Russian paleontologist and writer (born 1989)

Alexander Valeryevich Khramov (Александр Валерьевич Храмов; born 7 May 1989), also spelled Aleksandr, is a Russian paleontologist and writer. He is a senior researcher at the Paleontological Institute, Russian Academy of Sciences and writes about politics and theology as well as paleontology. Khramov is the author of three books in Russian and over thirty scientific articles, as well as popular science materials published in National Geographic, Science and Life, Elements.ru, and other periodicals.

==Writing and political activism==

Khramov is quoted in a February 2023 story with The Guardian as part of a team from Russia and Poland that discovered "fossils of oldest known potential pollinators." In addition to academic and popular work related to paleontology, Khramov writes about paleontology, postcolonial research, the theory of nationalism, the history of the relationship between science and religion, philosophy of science, and Christian theology with articles published in Russian and English for the journals International Journal of Orthodox Theology, Philosophy and Epistemology of Science, Inviolable Reserve, Issues of Nationalism, and State, Religion, Church. Khramov is the author of three books in Russian: Catechesis of the National Democrat (Катехизис национал-демократа) in 2011, Monkey and Adam: Can a Christian be an Evolutionist? (Обезьяна и Адам: Может ли христианин быть эволюционистом?) in 2019, and A Brief History of Insects (Краткая история насекомых) in 2022.

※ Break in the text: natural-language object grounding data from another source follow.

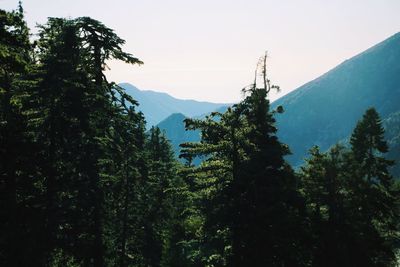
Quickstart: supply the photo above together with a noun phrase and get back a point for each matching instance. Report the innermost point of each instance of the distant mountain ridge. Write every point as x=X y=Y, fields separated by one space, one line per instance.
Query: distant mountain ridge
x=325 y=110
x=157 y=106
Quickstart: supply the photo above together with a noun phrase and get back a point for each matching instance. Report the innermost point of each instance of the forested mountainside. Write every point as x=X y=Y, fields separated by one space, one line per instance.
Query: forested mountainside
x=158 y=106
x=84 y=183
x=325 y=110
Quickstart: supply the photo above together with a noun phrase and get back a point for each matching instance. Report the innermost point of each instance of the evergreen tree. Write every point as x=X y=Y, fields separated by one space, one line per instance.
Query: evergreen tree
x=251 y=201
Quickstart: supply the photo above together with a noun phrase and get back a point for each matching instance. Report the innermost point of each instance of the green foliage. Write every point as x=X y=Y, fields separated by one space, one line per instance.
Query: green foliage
x=83 y=184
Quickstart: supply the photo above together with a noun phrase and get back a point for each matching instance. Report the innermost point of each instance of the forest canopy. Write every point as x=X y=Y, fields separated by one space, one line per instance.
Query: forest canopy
x=83 y=183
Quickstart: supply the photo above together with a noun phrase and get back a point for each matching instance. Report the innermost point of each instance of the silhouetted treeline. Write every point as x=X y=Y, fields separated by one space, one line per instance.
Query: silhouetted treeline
x=83 y=184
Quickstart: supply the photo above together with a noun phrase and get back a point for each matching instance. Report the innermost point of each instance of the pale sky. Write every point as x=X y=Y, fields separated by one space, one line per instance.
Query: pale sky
x=208 y=49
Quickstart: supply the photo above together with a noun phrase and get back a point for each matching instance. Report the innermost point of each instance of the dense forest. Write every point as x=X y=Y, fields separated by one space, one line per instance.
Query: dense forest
x=83 y=183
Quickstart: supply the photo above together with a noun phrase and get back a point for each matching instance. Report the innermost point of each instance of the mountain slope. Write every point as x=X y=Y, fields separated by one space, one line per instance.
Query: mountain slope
x=157 y=106
x=326 y=110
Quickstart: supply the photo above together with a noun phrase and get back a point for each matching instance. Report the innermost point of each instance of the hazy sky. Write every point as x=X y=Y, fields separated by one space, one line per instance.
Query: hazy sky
x=208 y=49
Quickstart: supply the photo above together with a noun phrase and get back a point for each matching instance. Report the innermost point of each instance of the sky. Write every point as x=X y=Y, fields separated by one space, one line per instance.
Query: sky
x=208 y=49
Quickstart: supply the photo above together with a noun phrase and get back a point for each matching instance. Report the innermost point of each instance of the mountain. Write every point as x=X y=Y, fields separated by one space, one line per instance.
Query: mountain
x=174 y=127
x=157 y=106
x=326 y=110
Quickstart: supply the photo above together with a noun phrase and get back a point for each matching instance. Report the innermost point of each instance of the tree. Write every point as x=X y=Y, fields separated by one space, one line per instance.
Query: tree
x=251 y=199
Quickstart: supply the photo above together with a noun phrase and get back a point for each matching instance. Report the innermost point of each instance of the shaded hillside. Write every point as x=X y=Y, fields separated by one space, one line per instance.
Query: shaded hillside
x=326 y=109
x=174 y=128
x=157 y=106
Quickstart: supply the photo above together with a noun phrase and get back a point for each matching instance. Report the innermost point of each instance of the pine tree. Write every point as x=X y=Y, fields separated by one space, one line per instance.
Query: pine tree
x=376 y=197
x=250 y=197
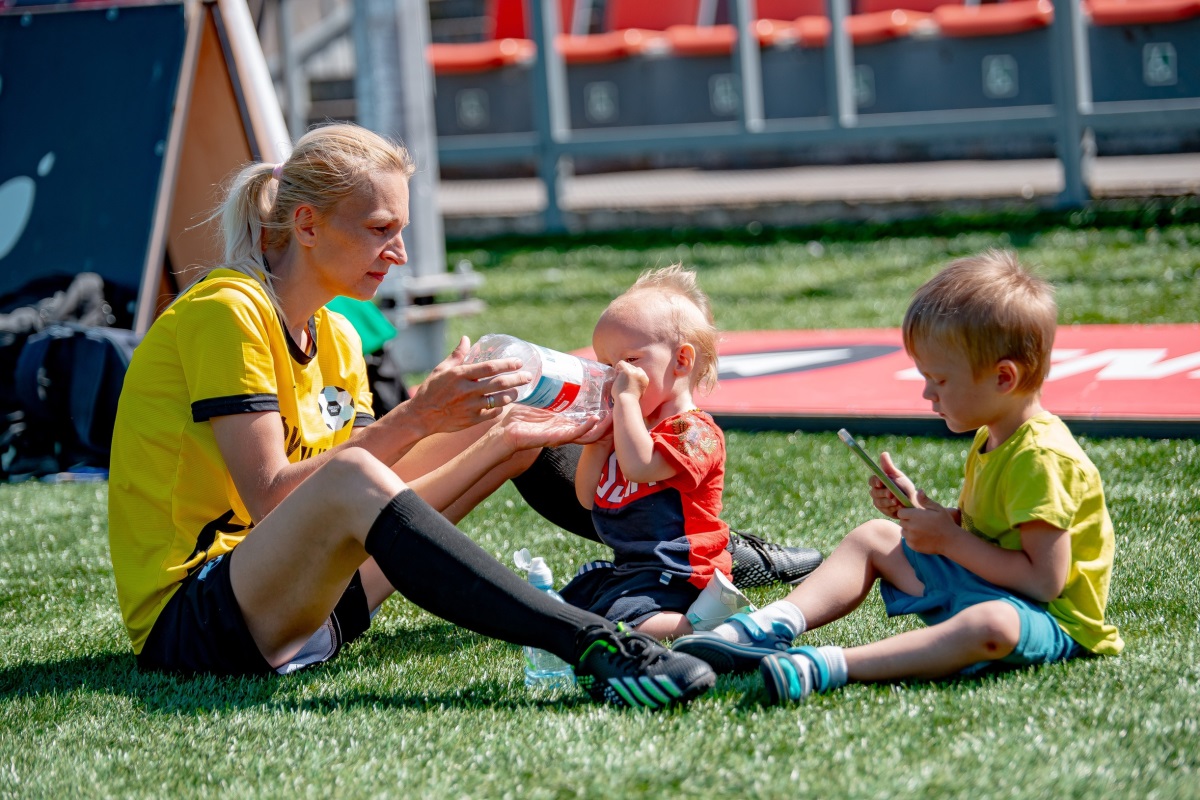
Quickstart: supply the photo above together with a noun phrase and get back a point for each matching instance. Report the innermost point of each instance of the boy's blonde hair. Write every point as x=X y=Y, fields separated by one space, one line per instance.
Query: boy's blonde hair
x=681 y=289
x=327 y=166
x=990 y=308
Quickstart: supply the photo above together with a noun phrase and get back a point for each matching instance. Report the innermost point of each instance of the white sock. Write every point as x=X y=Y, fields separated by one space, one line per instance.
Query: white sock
x=835 y=660
x=777 y=612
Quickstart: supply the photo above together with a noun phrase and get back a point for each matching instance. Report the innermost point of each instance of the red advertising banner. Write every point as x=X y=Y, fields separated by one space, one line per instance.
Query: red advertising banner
x=1107 y=379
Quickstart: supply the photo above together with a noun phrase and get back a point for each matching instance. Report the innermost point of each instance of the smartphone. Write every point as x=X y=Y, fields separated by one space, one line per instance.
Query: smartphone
x=844 y=434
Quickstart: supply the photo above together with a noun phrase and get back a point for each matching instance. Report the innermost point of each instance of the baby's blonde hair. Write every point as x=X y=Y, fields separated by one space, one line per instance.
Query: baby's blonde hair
x=990 y=308
x=681 y=289
x=327 y=166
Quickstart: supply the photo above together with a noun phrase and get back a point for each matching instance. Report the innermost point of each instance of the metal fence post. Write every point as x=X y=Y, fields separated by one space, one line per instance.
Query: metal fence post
x=1071 y=66
x=840 y=67
x=550 y=112
x=295 y=84
x=747 y=64
x=394 y=90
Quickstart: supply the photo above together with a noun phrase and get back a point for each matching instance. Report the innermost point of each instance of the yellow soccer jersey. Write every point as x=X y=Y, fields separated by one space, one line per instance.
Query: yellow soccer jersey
x=1042 y=473
x=219 y=349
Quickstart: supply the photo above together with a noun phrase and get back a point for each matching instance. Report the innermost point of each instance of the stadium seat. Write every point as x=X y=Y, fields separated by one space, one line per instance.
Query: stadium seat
x=954 y=56
x=1144 y=49
x=796 y=48
x=485 y=86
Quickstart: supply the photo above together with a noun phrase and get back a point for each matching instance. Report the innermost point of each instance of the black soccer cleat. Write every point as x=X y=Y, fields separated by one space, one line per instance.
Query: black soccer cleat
x=624 y=667
x=757 y=563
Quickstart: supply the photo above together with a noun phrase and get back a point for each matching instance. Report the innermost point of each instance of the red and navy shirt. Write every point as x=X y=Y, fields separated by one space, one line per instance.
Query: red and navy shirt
x=671 y=525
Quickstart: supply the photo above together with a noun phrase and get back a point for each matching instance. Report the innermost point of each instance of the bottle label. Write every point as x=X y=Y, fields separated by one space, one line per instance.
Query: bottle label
x=562 y=376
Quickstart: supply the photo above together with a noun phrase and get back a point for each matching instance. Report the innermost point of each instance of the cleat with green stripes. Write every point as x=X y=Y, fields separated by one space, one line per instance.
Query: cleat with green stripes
x=624 y=667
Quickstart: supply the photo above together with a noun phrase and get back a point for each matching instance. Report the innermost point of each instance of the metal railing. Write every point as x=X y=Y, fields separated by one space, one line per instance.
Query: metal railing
x=1067 y=120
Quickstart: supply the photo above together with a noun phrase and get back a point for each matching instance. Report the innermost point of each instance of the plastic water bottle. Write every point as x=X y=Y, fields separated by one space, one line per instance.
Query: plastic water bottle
x=562 y=383
x=543 y=669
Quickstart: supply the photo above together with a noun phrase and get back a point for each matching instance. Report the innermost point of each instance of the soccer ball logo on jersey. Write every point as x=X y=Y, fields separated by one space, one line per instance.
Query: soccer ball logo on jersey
x=336 y=407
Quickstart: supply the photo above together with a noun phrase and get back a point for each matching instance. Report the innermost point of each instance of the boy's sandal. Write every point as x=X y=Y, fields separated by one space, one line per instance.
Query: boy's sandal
x=791 y=677
x=727 y=656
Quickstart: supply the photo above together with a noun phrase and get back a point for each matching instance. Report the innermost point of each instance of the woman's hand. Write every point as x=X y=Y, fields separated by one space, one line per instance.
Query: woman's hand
x=456 y=396
x=525 y=427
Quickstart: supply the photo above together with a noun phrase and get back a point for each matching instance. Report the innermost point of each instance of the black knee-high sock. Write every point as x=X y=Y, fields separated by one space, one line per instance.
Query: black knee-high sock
x=549 y=487
x=439 y=569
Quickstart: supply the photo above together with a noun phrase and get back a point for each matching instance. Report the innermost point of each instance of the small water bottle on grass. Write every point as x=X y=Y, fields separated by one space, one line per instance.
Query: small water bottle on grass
x=543 y=669
x=562 y=383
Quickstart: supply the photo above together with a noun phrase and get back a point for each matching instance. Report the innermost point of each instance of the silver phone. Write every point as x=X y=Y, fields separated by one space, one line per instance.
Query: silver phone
x=844 y=434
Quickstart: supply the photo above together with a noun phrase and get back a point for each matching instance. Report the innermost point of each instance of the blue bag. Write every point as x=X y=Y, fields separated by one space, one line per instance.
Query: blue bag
x=69 y=378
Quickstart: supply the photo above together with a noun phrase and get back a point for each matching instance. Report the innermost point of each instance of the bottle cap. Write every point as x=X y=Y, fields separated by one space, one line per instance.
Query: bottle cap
x=539 y=571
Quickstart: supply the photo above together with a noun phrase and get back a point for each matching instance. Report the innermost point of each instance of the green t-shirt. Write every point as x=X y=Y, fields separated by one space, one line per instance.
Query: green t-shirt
x=1042 y=473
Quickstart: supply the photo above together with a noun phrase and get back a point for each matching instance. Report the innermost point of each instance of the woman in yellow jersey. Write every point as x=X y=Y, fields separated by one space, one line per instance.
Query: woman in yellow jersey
x=258 y=511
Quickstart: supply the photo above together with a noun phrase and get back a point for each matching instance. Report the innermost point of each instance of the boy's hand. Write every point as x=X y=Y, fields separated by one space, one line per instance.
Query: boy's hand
x=601 y=434
x=629 y=380
x=928 y=527
x=882 y=497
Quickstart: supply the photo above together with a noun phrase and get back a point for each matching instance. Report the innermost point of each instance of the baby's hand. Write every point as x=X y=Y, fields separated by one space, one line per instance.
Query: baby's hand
x=629 y=380
x=882 y=497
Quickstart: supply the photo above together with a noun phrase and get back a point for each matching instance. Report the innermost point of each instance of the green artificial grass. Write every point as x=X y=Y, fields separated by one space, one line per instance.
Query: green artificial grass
x=421 y=709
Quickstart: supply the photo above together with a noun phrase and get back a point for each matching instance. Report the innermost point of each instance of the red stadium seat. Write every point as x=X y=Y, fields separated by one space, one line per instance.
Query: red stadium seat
x=1140 y=12
x=994 y=19
x=509 y=41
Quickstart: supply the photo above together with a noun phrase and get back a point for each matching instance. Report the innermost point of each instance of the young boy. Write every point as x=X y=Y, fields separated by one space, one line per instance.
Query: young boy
x=1018 y=575
x=654 y=485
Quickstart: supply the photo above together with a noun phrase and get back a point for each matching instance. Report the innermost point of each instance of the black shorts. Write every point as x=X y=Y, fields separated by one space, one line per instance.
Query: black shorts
x=202 y=629
x=630 y=597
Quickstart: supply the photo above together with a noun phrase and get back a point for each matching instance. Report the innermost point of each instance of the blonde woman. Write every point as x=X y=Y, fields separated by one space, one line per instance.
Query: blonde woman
x=258 y=511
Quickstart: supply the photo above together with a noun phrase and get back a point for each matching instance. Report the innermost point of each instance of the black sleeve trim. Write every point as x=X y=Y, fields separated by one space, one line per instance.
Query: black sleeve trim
x=207 y=409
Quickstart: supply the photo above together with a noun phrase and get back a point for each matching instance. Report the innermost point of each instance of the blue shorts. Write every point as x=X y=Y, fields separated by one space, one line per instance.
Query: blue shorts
x=629 y=596
x=952 y=588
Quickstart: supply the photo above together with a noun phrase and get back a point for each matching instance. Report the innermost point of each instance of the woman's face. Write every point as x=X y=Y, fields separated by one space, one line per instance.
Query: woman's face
x=360 y=239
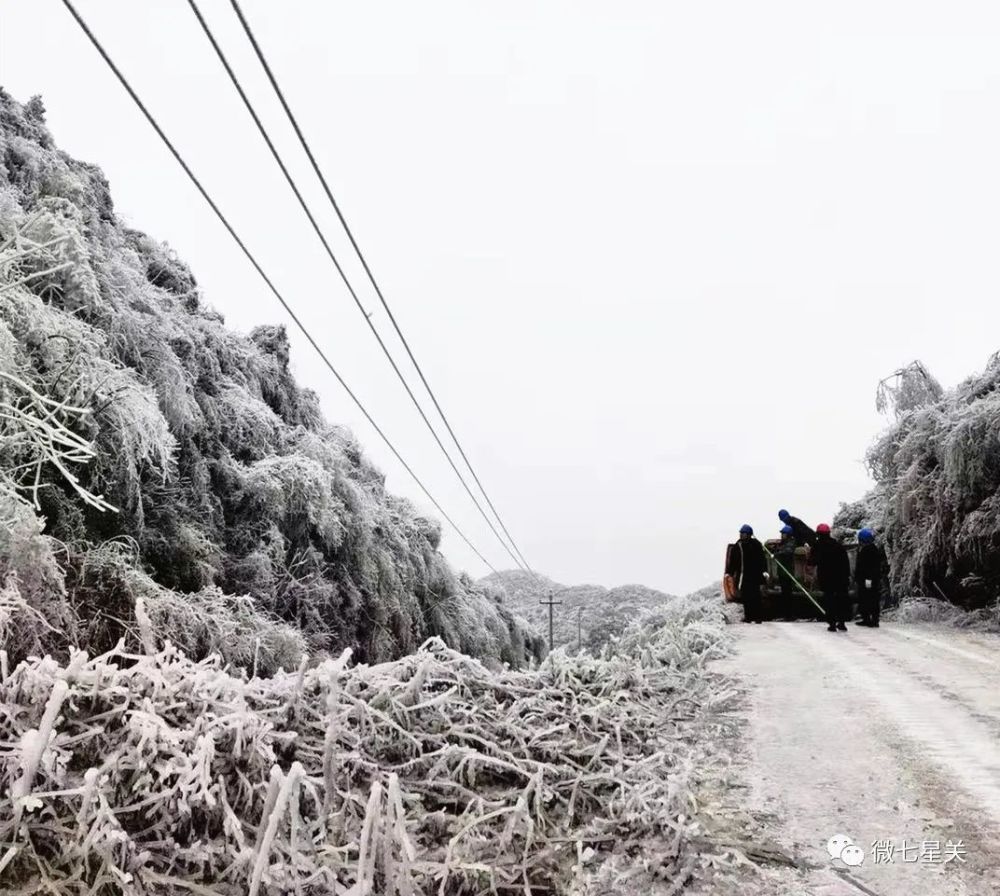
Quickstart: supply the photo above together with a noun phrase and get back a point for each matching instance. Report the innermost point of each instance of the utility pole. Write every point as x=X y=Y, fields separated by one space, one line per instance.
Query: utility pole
x=550 y=603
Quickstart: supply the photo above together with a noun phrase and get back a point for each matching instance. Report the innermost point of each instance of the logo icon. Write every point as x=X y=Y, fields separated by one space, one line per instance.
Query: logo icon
x=842 y=847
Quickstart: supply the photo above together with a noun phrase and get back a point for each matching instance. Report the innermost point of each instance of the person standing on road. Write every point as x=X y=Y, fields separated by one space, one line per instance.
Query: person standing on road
x=868 y=571
x=833 y=570
x=802 y=534
x=748 y=567
x=784 y=554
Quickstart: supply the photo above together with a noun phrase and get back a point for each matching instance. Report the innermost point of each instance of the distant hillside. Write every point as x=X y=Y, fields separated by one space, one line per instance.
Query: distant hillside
x=600 y=612
x=148 y=451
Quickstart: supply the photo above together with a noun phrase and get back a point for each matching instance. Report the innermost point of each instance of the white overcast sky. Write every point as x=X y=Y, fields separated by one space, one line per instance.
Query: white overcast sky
x=653 y=256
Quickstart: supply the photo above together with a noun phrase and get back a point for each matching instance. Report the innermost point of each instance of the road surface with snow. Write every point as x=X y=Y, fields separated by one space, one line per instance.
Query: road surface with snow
x=888 y=736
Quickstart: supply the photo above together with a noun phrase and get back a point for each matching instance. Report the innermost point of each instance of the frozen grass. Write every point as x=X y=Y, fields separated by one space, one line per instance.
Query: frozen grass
x=148 y=772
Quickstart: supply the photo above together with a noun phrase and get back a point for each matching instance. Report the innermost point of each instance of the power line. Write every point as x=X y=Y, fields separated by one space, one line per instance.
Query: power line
x=225 y=222
x=364 y=262
x=343 y=276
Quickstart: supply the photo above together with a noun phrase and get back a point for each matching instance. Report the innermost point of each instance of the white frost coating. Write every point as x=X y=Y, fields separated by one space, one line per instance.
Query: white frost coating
x=33 y=744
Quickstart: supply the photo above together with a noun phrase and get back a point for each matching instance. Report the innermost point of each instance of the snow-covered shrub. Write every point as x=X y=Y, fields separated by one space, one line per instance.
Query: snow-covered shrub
x=936 y=503
x=227 y=483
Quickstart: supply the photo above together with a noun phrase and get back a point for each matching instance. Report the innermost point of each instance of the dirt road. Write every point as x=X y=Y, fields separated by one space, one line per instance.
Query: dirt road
x=887 y=736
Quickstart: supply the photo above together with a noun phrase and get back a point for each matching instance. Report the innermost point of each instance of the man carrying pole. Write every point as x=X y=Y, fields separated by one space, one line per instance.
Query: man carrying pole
x=787 y=571
x=802 y=533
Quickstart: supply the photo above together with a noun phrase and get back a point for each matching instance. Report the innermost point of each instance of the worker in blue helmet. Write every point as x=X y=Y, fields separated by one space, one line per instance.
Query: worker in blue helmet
x=869 y=569
x=748 y=567
x=784 y=553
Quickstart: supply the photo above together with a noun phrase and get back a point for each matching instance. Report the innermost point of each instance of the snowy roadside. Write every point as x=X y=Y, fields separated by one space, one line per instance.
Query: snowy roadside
x=428 y=774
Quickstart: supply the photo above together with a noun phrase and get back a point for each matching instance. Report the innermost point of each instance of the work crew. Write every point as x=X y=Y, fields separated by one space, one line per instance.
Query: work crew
x=748 y=567
x=833 y=572
x=802 y=534
x=784 y=554
x=868 y=571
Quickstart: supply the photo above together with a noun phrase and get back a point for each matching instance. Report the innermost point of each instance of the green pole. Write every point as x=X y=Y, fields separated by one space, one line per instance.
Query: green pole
x=792 y=577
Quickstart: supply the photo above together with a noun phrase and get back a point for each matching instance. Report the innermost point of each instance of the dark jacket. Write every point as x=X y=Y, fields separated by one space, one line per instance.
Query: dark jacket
x=801 y=532
x=870 y=565
x=747 y=563
x=833 y=566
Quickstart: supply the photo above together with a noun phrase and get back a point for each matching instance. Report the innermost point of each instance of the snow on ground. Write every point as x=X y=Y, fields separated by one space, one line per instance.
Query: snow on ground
x=881 y=735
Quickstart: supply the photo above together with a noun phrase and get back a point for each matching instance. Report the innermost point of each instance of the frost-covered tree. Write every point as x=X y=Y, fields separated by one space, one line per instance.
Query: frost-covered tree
x=190 y=469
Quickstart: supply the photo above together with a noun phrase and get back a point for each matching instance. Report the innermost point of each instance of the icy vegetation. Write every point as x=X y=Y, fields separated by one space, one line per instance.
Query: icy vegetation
x=148 y=772
x=150 y=452
x=936 y=501
x=589 y=616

In November 2010, Khramov along with Anton Susov established the Russian Civic Union (Russkii grazhdanskii soiuz or RGS). Igor Torbakov, writing in 2015 for George Washington University’s Demokratizatsiya: The Journal of Post-Soviet Democratization, named Khramov among the leading writers and organizers of the "'Third Wave' of the Russian nationalist movement" that was "the most serious challenge to Russia's powers-that-be" as they argued that "throughout Russian history there existed an eternal contradiction between the mass of Russian people (who served as a principal human resource for empire-building) and a largely cosmopolitan imperial elite."

In 2015, Khramov defended his dissertation «Jurassic Neuroptera of Central Asia» («Юрские сетчатокрылые (Insecta: Neuroptera) Центральной Азии») and became a Candidate of Biological Sciences.

Khramov has defended the idea of a meta-historical human fall. He said in a 2017 article that the Big Bang should not be interpreted as the "first creative act of God" but as the "first cognizable manifestation of the human fall". He was influenced by Russian religious philosophers Nikolai Berdyaev and Evgenii Troubetzkoy and contended that every Christian writer before Augustine believed that all creation was "altered drastically after man's disobedience". Having the fall located outside of the theorized Big Bang means that Khramov considers the entire history of evolution on earth to follow after the human fall as he further argued in his 2019 book.

==Books==
- Катехизис национал-демократа / Александр Храмов. - Москва : Скименъ, 2011. - 208 с; 84x108/32; ISBN 978-5-901574-96-6
- Обезьяна и Адам : может ли христианин быть эволюционистом? : [2+] / Александр Храмов. - Москва : Никея, 2019. - 212 с. : портр.; 21 см.; ISBN 978-5-91761-902-6
- Краткая история насекомых : шестиногие хозяева планеты : [16+] / Александр Храмов. - Москва : Альпина нон-фикшн : Траектория, 2022. - 452 с. : ил.; 22 см.; ISBN 978-5-00139-667-3 : 1500 экз.